Es geht ohne teure Materialien
Das Besondere an diesem Workshop: Es werden keine teuren Materialien benötigt, die den Kindern zwischen sechs und zwölf Jahren den Zugang zu dieser Kunstform verschließen könnten, sondern lediglich Milchtüten. Und da wird der Bogen geschlagen zur Ausstellung im Kulturhaus Pusdorf, das auch den zweitägigen Workshop anbietet: „Die nicht ganz so schönen Dinge“ heißt diese Ausstellung und zeigt noch bis zum 23. August insgesamt 34 Werke der Künstler Udo Steinmann und Oliver Regener. „Am ersten Tag haben wir Monotypien gedruckt“, erzählt Oliver Regener, und das bedeutet: „Wir haben Tetra-Paks genommen und dann Schablonen draufgelegt, die wir vorher hergestellt haben. Dann haben wir die Konturen mit Bleistift auf das Tetra-Pak übertragen, das dann ausgeschnitten und mit Farbe eingefärbt. Anschließend wurde damit gedruckt.“
Und auch die Motive, die die Kinder sich erdacht haben, lehnen sich an die Ausstellung an: Dort sind Hähne auf Menschenbeinen anzutreffen oder groteske Mäuse. Und am Spiel- und Wassergarten sind es zum Beispiel Fische – oder jedenfalls die obere Hälfte davon, die untere Hälfte ist dann schon wieder etwas ganz anderes. Der zweite Workshoptag steht dann im Zeichen der Verfeinerung, die bislang unbearbeitete Fläche des Werkstücks wird nun mit der Radiernadel verschönert und zum Drucken verwendet.
Viele bunte Elfen
„Die Kinder machen das gut“, sagt Oliver Regener, „sie sind dabei auch sehr enthusiastisch.“ Seine Beobachtung: „Kultur, da kommen die Leute immer“, und das gibt ja allenthalben Anlass zur Hoffnung. Jedenfalls seien die Kinder anschließend immer sehr stolz, dass sie alles selber gemacht haben, und Oliver Regener sagt: „Es gibt da ein Überraschungsmoment. Denn es ist nie vorher klar, was in der Druckerpresse sein wird.“
Auch der zwölf Jahre alten Amy aus Woltmershausen war vorher nicht vollständig klar, was da aus der Druckerpresse kommt, doch das Ergebnis gefällt ihr: „Ich habe gerade Elfen in den Farben Blau, Rot und Gelb gedruckt und habe das erst gestern das erste Mal gemacht.“ Von dem Workshop habe sie über ihre Mutter erfahren, erzählt sie: „Weil meine Mutter weiß, dass ich Kunst mag.“ Denn auch sonst ist sie künstlerisch tätig, erzählt sie: „Ich male Sachen, die ich vorher gesehen habe und versuche, das dann umzusetzen.

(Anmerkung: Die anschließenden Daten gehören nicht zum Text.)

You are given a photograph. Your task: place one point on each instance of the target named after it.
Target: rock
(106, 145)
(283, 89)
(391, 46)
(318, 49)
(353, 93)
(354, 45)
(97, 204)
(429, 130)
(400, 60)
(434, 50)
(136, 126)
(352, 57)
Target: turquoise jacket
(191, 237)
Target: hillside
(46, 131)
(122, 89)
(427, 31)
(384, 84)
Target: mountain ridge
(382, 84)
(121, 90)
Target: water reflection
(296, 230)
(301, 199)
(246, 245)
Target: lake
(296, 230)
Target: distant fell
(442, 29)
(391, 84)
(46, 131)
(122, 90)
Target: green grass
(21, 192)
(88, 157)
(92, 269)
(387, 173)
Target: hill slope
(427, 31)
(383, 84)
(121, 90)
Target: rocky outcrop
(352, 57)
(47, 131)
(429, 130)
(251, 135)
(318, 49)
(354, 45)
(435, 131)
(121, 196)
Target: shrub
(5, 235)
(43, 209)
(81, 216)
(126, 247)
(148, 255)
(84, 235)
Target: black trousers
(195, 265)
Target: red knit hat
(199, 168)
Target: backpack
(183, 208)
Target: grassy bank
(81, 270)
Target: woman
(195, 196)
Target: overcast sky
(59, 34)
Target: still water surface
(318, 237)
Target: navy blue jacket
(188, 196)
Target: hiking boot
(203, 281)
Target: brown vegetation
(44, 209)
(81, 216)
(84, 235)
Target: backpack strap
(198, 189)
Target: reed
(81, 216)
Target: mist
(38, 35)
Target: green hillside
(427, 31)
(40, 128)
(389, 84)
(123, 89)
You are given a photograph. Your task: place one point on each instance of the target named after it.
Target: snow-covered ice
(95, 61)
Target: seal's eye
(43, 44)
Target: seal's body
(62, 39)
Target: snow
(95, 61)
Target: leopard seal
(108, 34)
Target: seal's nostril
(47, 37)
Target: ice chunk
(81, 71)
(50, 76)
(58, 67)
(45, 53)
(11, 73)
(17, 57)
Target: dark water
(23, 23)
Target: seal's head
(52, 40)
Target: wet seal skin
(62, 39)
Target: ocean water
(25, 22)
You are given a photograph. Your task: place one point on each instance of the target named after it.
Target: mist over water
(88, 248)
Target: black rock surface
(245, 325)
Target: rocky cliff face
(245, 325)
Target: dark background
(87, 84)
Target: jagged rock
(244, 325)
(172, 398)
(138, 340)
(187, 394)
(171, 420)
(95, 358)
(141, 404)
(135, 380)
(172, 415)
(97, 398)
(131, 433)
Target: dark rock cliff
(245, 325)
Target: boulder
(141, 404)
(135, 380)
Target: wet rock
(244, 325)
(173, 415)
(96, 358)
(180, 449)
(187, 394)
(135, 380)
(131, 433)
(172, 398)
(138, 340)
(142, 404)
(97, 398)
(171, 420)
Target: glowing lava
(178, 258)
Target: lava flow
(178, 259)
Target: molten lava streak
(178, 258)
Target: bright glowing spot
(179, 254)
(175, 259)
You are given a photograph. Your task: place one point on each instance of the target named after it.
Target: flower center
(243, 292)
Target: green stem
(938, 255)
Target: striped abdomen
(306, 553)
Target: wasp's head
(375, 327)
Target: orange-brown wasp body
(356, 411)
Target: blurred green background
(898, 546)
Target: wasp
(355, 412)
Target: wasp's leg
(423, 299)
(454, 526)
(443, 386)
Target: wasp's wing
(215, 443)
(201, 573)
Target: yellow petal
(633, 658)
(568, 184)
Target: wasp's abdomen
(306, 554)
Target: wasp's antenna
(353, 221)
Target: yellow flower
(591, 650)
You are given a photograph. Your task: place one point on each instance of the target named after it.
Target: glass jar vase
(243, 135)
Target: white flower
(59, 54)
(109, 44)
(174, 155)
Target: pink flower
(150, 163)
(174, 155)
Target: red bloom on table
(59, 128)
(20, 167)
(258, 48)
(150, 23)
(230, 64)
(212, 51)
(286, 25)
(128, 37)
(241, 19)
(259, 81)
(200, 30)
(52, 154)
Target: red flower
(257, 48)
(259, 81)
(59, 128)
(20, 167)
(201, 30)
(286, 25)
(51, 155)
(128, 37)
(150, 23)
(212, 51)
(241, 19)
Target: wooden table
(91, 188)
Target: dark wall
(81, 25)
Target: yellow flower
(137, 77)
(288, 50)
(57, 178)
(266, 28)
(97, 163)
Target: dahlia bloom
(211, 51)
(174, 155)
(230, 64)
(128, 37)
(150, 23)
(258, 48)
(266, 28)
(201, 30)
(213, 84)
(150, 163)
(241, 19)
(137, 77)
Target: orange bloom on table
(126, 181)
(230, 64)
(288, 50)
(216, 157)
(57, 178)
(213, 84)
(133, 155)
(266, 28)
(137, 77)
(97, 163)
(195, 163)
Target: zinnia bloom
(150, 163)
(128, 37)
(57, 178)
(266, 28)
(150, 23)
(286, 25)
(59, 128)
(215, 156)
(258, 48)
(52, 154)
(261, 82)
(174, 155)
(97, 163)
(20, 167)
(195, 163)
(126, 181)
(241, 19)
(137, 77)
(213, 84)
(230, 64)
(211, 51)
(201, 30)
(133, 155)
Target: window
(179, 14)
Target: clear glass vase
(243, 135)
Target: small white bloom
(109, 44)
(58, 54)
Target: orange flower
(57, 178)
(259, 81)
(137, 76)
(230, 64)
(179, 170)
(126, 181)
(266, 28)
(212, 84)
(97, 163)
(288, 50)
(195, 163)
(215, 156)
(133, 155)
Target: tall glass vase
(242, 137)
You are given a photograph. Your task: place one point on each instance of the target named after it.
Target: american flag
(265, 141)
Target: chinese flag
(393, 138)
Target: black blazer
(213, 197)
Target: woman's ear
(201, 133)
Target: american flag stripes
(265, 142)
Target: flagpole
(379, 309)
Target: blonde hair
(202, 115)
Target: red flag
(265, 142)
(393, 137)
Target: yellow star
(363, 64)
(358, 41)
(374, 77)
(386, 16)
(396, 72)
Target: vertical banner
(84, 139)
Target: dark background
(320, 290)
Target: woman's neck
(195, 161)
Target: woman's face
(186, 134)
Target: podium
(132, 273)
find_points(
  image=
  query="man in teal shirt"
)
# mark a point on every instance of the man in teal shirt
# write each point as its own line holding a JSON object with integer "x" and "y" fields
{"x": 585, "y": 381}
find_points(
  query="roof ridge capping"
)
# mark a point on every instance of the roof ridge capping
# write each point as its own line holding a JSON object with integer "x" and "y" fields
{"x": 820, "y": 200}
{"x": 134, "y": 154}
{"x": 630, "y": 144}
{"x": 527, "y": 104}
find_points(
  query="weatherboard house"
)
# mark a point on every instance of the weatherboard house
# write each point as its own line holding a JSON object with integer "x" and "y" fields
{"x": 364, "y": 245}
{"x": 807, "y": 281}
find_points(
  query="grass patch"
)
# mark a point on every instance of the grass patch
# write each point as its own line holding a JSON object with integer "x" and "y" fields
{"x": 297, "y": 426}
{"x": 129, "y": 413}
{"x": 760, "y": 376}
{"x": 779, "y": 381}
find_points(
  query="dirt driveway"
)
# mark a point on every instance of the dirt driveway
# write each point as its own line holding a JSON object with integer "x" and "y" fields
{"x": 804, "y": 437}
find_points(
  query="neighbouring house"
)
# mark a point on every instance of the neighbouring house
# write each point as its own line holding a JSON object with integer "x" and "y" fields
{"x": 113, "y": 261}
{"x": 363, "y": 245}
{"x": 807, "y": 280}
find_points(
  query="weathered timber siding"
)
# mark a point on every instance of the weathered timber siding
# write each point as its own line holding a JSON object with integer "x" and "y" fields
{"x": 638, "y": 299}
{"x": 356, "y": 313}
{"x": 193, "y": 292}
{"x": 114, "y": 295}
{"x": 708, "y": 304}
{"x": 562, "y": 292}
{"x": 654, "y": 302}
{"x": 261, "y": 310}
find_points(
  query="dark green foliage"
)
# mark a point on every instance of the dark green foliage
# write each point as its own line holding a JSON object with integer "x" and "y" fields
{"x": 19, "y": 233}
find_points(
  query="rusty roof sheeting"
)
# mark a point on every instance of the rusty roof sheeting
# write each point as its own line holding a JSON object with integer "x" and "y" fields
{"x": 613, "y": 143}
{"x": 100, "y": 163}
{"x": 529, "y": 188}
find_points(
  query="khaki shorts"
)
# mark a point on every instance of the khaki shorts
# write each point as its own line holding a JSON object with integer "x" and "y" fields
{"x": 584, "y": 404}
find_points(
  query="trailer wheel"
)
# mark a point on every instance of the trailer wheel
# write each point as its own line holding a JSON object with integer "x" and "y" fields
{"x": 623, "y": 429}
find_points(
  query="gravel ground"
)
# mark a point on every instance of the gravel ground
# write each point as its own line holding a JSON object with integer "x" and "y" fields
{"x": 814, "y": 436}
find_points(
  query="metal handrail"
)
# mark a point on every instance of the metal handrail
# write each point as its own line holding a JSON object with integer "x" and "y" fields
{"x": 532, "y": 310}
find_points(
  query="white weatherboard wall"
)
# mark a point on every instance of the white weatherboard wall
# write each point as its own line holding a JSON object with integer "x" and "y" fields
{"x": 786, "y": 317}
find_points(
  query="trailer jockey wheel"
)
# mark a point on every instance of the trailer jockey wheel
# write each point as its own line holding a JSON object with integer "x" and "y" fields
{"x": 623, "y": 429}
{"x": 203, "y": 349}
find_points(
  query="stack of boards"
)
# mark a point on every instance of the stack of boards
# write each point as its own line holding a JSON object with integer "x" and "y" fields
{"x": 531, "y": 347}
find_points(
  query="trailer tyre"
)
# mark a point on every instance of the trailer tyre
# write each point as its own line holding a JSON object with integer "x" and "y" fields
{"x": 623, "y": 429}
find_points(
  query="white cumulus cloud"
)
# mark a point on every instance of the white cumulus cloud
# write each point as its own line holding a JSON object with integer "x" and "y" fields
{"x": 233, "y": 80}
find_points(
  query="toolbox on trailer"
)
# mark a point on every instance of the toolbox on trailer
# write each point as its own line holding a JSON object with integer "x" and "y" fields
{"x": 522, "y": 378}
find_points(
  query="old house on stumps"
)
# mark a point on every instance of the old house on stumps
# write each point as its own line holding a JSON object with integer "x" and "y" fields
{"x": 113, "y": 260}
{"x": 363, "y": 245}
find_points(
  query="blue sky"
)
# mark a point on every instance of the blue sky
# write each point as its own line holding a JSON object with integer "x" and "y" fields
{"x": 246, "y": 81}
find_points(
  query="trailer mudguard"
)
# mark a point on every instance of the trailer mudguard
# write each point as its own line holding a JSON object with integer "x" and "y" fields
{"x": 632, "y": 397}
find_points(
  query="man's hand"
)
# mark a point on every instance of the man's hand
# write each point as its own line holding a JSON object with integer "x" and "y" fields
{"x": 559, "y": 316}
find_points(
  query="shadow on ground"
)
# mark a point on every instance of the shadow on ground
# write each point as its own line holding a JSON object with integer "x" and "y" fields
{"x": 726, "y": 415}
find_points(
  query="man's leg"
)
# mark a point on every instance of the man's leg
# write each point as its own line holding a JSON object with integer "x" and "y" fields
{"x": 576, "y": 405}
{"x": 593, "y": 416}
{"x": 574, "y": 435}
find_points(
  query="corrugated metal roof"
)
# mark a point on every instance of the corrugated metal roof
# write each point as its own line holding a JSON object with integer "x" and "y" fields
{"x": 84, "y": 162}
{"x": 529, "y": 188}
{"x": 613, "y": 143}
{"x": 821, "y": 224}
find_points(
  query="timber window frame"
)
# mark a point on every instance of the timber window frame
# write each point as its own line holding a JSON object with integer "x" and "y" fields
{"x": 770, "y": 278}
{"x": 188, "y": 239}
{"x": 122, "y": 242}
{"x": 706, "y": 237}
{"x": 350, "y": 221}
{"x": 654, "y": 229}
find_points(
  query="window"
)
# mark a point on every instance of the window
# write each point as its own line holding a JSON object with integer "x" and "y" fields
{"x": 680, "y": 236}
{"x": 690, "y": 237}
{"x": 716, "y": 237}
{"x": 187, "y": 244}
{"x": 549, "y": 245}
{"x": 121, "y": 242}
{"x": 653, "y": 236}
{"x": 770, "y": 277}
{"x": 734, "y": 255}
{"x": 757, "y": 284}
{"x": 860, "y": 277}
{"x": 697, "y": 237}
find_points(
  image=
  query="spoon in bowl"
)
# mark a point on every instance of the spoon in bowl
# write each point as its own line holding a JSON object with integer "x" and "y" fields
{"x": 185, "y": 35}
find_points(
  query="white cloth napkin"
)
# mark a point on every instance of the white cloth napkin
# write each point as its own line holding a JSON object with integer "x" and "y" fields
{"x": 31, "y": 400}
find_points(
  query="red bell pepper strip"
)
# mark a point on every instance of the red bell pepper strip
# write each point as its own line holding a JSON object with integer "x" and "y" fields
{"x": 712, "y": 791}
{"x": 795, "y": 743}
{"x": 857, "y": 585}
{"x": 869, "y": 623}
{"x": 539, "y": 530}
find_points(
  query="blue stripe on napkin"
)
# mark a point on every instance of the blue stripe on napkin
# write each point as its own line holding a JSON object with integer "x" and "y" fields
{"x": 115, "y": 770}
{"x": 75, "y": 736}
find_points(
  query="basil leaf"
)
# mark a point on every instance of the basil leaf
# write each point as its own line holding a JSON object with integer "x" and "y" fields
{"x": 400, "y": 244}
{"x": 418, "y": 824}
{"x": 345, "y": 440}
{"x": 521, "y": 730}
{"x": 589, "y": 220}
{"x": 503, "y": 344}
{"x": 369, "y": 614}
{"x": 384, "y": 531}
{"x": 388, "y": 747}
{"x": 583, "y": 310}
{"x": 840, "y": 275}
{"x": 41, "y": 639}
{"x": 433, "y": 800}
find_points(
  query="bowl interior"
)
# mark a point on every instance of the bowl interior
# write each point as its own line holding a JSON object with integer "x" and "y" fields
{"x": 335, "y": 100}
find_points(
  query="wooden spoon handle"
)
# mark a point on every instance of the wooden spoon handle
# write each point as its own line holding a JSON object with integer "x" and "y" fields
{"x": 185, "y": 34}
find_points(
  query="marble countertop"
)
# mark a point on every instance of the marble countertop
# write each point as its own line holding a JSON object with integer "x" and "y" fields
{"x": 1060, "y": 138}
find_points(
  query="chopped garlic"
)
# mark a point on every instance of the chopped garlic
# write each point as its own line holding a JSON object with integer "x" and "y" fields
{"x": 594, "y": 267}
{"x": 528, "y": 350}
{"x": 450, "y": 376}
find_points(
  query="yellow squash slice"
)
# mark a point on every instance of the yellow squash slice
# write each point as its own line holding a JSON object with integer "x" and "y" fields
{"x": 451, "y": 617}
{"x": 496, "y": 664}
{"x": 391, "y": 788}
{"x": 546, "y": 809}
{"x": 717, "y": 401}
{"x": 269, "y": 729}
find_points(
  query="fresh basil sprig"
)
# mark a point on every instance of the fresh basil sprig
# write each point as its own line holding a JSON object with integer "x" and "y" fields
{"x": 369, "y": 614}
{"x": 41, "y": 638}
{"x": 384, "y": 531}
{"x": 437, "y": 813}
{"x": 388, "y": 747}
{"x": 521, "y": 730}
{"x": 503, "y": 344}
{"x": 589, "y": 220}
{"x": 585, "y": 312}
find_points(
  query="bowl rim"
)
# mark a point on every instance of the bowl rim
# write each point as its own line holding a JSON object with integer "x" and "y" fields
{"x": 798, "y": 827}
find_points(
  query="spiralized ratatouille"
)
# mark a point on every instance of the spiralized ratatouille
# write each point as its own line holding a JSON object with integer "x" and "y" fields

Und manchmal bastle ich auch etwas Kreatives für meine Familie.“ Sie werkelt nämlich gerne, sagt sie noch und hat auch schon einen Berufswunsch: „Ich möchte Tischlerin werden.“
Ein Fantasie-Oktopus
Felina ist acht Jahre alt und wohnt ebenfalls in Woltmershausen: „Ich habe vom Oktopus den Kopf und vom Menschen den unteren Teil gemacht“, erzählt sie über ihre Arbeit. „Und da habe ich ein Muster hineingeritzt.“ Sonst male sie eher, dafür habe sie dann Malbücher: „Doch ich war auch schon in einem Kursus im Kulturhaus, immer mittwochs.“ Der Kursus hieß „Malen und Zeichnen im Atelier“, sagt sie, „und da haben wir gemalt oder auch etwas mit Ton gemacht.“ Für ihr gerade gedrucktes Bild von dem fantastischen Oktopus kann sie sich auch schon einen geeigneten Platz vorstellen: „Vielleicht hänge ich das Bild im Wohnzimmer auf.“
Ein Monster hat der sieben Jahre alte Jonas aus Woltmershausen gedruckt. Er nennt seine Monster „Amongas“ und hat auch schon am ersten Workshoptag ein Monster erschaffen. In seiner Freizeit malt er übrigens, „ich baue aber auch viel mit Lego, das ist mein Hobby.“ Neben dem Erfinden von Monstern und dem Bauen von Legogebilden spielt er auch noch Gitarre und singt: „Und ich schreibe auch viel über mich“, sagt er, derzeit schreibe er übrigens ein Buch – der Titel: „Jonas, der Superheld.“
Friedlich und entspannt laufe übrigens der Kursus im Spiel- und Wassergarten, sagt Udo Steinmann, „die Kinder machen das ganz toll und tolle Radierungen sind auch dabei.“ Und Oliver Regener meint: „Das Spannende ist: Immer, wenn die Kinder das Endergebnis sehen, freuen sie sich.“ Sie seien dann stolz, ein „das habe ich hinbekommen“-Effekt sei das, „und das wird dann auch auf ein ganz anderes Niveau gehoben. Und auch die Kinder, die nicht so gut zeichnen können, haben plötzlich Erfolgserlebnisse.“
Auch für Erwachsene hat es einen Workshop geben: Am Sonnabend und Sonntag konnten sich Interessierte jeweils nachmittags mit der Tetra-Pak-Radierung beschäftigen. Der Druckworkshop für Erwachsene war ebenfalls vom Kulturhaus Pusdorf an der Woltmershauser Straße angeboten worden.